Dès le début, le pays innove dans d'autres domaines: il adapte les uniformes, met à disposition des tampons et garantit l'égalité salariale. Les dortoirs sont mixtes, comme en Israël, dans le but de favoriser la camaraderie et désexualiser les relations entre soldats.
Un recrutement complet
En Suisse, le conseiller fédéral Martin Pfister, en charge du Département de la Défense (DDPS), s'est pourtant prononcé en défaveur de l'initiative pour le service civil. Selon lui, en cas d'acceptation, l'armée se retrouverait avec trop de troupes sur les bras et des coûts trop élevés. Les 35 000 appelés annuels deviendraient 70 000, un chiffre que notre armée de 100 000 hommes ne serait pas capable d'encaisser.
Quid de la Norvège? Le pays nordique a trouvé une solution toute simple, qui semble avoir échappé à Martin Pfister: trier les candidatures. Lors de leur recrutement, les jeunes astreint doivent tout d'abord indiquer s'ils désirent faire l'armée ou non, indique Le Temps. Après avoir reçu un e-mail, ils doivent cocher «oui», «non» ou «ne sait pas».
La suite dépend des besoins de l'armée norvégienne. Dans le cas actuel, le nombre de conscrits intéressés dépasse celui des appelés et elle peut se permettre de sélectionner ses recrues.
Les appelés doivent d'abord passer des tests en ligne, puis des examens physiques et psychologiques, avant de participer à des entretiens. Sur les 60 000 citoyens aptes au service chaque année, entre 8000 et 10 000 conscrits sont retenus pour le service militaire. Soit moins que la Suisse, mais plus ou mois autant au regard de la population norvégienne, de 5,5 millions de personnes.
«Jegertroppen»
Une fois sous les drapeaux, les citoyennes et citoyens d'entre 19 et 44 ans doivent effectuer un service d'une durée de 19 mois: 12 mois d'entrainement et 7 mois au sein de la garde nationale. Celle-ci compte une «force de réaction rapide» de 3000 soldats, pour un total de 45 000 réservistes.
Les barèmes pour les tests physiques diffèrent légèrement, mais de peu. Car la Norvège ne pratique ni la discrimination simple, ni la discrimination positive. «Une femme, ça pense et agit différemment sur le terrain, et nous avions besoin de ces points de vue dans notre corps militaire», affirmait la générale Kristin Lund au Temps. Y compris lors d'engagements, comme en Afghanistan.
Pour les forces spéciales, le barème est exactement le même: pas question de faire des concessions pour ceux dont dépendent les missions plus sensibles.
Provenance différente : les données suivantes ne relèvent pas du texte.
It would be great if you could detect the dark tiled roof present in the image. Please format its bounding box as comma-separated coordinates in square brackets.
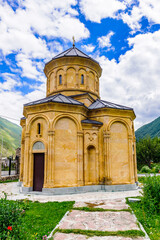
[24, 93, 84, 106]
[88, 99, 133, 110]
[81, 119, 103, 125]
[21, 117, 26, 120]
[52, 46, 98, 63]
[70, 92, 95, 101]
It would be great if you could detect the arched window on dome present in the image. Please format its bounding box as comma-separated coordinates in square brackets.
[81, 74, 84, 84]
[37, 123, 41, 134]
[59, 74, 62, 85]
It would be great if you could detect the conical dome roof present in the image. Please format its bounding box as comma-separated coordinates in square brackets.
[52, 45, 97, 63]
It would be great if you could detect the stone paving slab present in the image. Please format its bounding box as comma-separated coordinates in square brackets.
[59, 210, 139, 231]
[0, 182, 141, 202]
[54, 232, 145, 240]
[74, 198, 129, 210]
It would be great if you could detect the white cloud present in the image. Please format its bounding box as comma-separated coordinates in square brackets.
[16, 53, 43, 81]
[80, 0, 126, 23]
[0, 73, 22, 93]
[0, 83, 46, 125]
[119, 0, 160, 31]
[0, 0, 89, 58]
[82, 44, 95, 52]
[97, 31, 160, 128]
[98, 31, 114, 49]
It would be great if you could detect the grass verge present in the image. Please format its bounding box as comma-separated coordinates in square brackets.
[73, 207, 132, 212]
[54, 228, 145, 237]
[0, 199, 74, 240]
[20, 202, 74, 240]
[126, 197, 160, 240]
[0, 178, 19, 183]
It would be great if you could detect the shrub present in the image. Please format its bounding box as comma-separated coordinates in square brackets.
[0, 193, 24, 240]
[151, 163, 160, 173]
[140, 165, 151, 173]
[142, 176, 160, 214]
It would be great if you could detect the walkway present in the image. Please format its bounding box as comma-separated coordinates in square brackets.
[0, 182, 148, 240]
[51, 198, 149, 240]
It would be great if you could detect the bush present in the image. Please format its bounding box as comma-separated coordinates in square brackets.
[140, 165, 151, 173]
[0, 193, 25, 240]
[142, 176, 160, 214]
[151, 163, 160, 173]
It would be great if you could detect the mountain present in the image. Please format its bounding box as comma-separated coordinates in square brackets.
[135, 117, 160, 139]
[0, 117, 21, 156]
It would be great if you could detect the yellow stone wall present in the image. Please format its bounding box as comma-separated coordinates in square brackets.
[20, 54, 137, 188]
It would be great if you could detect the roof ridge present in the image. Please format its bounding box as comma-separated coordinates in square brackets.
[52, 47, 72, 59]
[101, 100, 133, 109]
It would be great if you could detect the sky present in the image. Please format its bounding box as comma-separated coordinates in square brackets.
[0, 0, 160, 129]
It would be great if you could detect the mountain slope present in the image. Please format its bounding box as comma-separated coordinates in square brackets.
[135, 117, 160, 139]
[0, 117, 21, 156]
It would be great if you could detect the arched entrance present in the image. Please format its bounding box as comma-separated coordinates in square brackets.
[87, 146, 97, 184]
[33, 141, 45, 191]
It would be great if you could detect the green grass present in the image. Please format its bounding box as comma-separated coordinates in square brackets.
[0, 117, 22, 156]
[22, 202, 74, 240]
[73, 207, 131, 212]
[0, 178, 19, 183]
[54, 228, 145, 237]
[0, 199, 74, 240]
[127, 200, 160, 240]
[138, 177, 146, 183]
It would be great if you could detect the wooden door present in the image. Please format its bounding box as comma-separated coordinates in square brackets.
[33, 153, 44, 191]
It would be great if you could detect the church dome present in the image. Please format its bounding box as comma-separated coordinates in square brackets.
[44, 45, 102, 99]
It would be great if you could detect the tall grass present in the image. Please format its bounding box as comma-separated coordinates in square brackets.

Mais Oslo a eu une bonne idée: créer un bataillon de forces spéciales entièrement féminin, le Jegertroppen (en français: troupes de chasse). Ce bataillon très médiatisé et sélectif accepte environ une candidate sur dix.
Après dix ans, le bilan est plutôt bon pour l'armée norvégienne: 33% des conscrits annuels sont des femmes, contre 13% en 2014. Du côté des militaires de carrière — environ 12 000 personnes — elles sont 21%, contre 10% en 2014. Dans la société civile, le taux d'approbation de l'armée est de 78%.
L'exemple de la Norvège a été suivi par le Danemark, en juillet de cette année: les conscrits et conscrites y sont tirés au sort pour un service militaire de onze mois. Quant à la Suède, elle a rétabli sa conscription en 2017 et en a profité pour l'imposer également aux femmes, avec un service militaire entre neuf à quinze mois.